と言っても、私の体は迷いの森にあるんだけど。
あなたがどこにいるのか位はわかるのよ。
あなたは第二のお母さんだからね。
そう言ってエリコは微笑んだ。
それで急いでやってきてみたら、
すごく危ないことになってた。
エリコの忠告を受けて、
二人は元の世界に戻ることにした。
慌ただしかったけど、楽しかった。
テレビ体操も覚えたし。
また遊びに来るからね。
とモモコが言っている。
二人の姿が鏡の扉の中に
吸い込まれるように消えると、
魔術劇場も消えてしまった。
モモコたちは、
魔術劇場の応接間に帰り着いた。
やあ、おかえり。
それはなんだね?
とハリーが言っている。
モモコは異世界での出来事をハリーに話した。
なるほど、忠告してくれたエリコというのは、
迷いの森に住む生き物で、
君たちの行った世界は、
迷いの森とも繋がっているんだね。
迷いの森の奥にあの世界があって
エリコたちだけが通れる通路があるんです。
ふむ。
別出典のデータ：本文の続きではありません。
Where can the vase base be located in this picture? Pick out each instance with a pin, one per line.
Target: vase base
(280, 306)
私たち魔族の先祖が、
迷いの森からやってきたという
古い言い伝えがあるんだ。
もしかすると、その世界が
私たち魔族の故郷かもしれないなあ。
じゃあ、ジェーンは、
魔族のご先祖様の一族かもしれないですね。
魔法なんて全然使えないみたいですけど。
ふむ。
このクラッカーうまいなあ。
それで、トマソン氏はいかがでしたかな。
ジェーンにもらったイチゴを食べて、
ここが夢ではなくて現実だと実感した時から、
なんだか自分が変わったような気がしていたんです。
そうしたら、こっちの世界で眠っていた筈の
僕の体が消えちゃったって、モモコさんに教えられて。
ふむ。モモコさんが探しに行かなければ、
それこそ神隠しに合うところでしたな。
感謝してます。
オブジェのヒントは見つからなかったんですが、
向こうではジェーンに色々案内してもらったんです。
あれ作ろうかなあ。
ハリーへの報告を済ませてモモコが
魔術劇場から出ると、
広場はかわりなくぼちぼち賑わっていた。
その透明なレインシューズ
かっこいいわね。
と舞に言われている。
解説)
長いようであっという間の、
モモコたちの冒険が終わったのでした。